The glutamate content of gray matter, which contains a high density of synapses, is higher than values for white matter, which has less water content, more myelin, and few synapses.¹³⁰ The glutamate concentrations of extracellular fluid (ECF) and cerebrospinal fluid (CSF) are 10,000-fold lower than neuronal intracellular values. Parsing each voxel into gray matter, white matter, and CSF (segmentation) helps to reduce variability in metabolite measurements.^32,121 As expected, voxels that contain a greater fractional volume of gray matter have higher glutamate levels than those containing more white matter. In vivo measurements show that the glutamine content of white matter appears to be 50% to 60% of gray matter values. Biopsy material, however, has shown a uniform glutamine content between lateral temporal neocortex and subjacent white matter.
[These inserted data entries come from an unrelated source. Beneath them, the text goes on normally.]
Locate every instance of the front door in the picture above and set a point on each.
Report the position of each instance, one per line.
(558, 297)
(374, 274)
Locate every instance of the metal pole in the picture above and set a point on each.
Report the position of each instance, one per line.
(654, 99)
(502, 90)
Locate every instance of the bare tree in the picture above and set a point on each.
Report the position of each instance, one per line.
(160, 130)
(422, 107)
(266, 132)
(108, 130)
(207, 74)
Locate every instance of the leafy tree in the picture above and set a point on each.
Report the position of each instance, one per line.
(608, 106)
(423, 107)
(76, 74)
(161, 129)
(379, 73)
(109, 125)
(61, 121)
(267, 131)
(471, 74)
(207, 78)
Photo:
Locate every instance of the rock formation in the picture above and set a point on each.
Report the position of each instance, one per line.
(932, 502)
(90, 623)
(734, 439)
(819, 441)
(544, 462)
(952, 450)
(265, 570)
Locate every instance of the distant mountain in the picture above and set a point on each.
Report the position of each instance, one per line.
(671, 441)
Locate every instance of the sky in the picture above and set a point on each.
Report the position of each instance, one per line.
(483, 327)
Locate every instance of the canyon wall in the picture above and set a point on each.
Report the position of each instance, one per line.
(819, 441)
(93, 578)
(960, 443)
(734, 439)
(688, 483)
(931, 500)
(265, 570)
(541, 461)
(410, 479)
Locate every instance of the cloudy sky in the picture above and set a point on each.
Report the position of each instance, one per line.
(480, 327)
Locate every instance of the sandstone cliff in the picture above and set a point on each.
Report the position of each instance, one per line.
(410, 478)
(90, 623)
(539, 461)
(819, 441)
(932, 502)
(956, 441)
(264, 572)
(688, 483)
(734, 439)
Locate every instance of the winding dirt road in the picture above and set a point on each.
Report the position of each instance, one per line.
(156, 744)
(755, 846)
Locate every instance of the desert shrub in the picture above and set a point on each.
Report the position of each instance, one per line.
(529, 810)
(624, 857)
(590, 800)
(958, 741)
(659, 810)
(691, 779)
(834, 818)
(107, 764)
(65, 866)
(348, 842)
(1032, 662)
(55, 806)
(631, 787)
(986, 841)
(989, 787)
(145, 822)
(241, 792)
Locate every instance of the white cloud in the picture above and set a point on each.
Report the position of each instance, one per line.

Antiepileptic drugs may contribute to the variability in GLX, glutamate, and glutamine levels in patients who take these
medications.^131,134,136 Measurements made in the visual cortex of patients with refractory complex partial seizures, primarily temporal or frontal lobe epilepsies, suggest that glutamate levels are modestly but significantly increased in patients taking carbamazepine, phenytoin, or gabapentin and are low in patients taking phenobarbital or primidone. Whether barbiturates lower tissue glutamate content remains to be determined. Cortical glutamate content decreases by 16% to 28% with pentobarbital anesthesia.^124,165 Valproate and vigabatrin increase human brain glutamine levels by 50% to 80%. Valproate increases blood ammonia levels through its effects on human kidney glutamine metabolism. Vigabatrin is an irreversible inhibitor of GABA-transaminase and may inhibit, albeit to a lesser degree, the other transaminases, including ornithine aminotransferase, thereby raising ammonia levels.⁶² Whether the use of valproate contributes to the increase of frontal lobe GLX levels in patients with idiopathic generalized epilepsy remains speculative.